#259 Decent Exposure

I've been exercising a similar practice manually for a while now and I can confirm it really makes controllers more concise and readable in 99% of the cases. Good to know it has been wrapped up as a Gem now.

It definitely does clean things up quite a bit. It kind of makes me think of the actions as belonging to a ghost town though with nothing in them.

Soon you won't have to write any code and rails will do it for you lol.

Are there any speed or memory benefits to using methods rather than instance variables other than the more robust action caching?

I got inmediately excited and was loving every second of this video. I can recognise that DecentExposure is a pattern in itself, and a wonderful one, it should make it into Rails core!

Much cleaner + leaner than sharing instance variables!

This should be Rails default behavior!

I'm with @miguelsan and @Tilo. My spontaneous thought too was that this should be in Rails core.

I wonder how seamlessly you could get this to work with declarative_authorization...

and +1 to @Nate Bird's question.

@Nate, I am guessing any other speed/memory differences would be minimal.

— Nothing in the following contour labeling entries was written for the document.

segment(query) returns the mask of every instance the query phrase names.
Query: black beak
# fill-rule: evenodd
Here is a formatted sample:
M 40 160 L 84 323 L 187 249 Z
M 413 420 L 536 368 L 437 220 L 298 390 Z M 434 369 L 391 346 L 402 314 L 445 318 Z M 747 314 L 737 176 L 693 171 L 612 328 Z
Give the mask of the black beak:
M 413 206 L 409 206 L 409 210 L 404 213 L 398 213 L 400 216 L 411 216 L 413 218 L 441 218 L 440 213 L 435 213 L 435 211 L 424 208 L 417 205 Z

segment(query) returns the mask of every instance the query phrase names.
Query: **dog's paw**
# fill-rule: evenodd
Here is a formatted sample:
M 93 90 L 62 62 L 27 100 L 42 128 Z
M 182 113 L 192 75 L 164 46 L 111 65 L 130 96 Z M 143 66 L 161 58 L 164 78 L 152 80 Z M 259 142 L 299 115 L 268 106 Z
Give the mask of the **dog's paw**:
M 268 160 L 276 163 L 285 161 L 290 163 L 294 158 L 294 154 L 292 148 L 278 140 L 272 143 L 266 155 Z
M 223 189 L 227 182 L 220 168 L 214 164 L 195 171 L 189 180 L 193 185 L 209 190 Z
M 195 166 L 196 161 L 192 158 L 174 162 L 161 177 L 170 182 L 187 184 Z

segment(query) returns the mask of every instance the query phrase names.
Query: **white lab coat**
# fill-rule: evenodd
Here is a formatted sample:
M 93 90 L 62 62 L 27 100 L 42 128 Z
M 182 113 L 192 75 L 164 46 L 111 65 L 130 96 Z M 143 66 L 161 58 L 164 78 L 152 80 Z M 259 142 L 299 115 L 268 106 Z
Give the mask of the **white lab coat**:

After the methods are defined (happens when class is loaded) it should be quite fast. But I haven't done any benchmarks.

@MissingHandle, I don't know about decl_auth, but I hope to get support for this into CanCan 2.0. You can keep track of the issue here.

https://github.com/ryanb/cancan/issues/#issue/317

After reading the somewhat cool review of The Rails 3 Way at RubyInside, where the author complains that a "curious technique called Decent Exposure is pushed as a way to never use instance variables in your views", I knew I had to try it.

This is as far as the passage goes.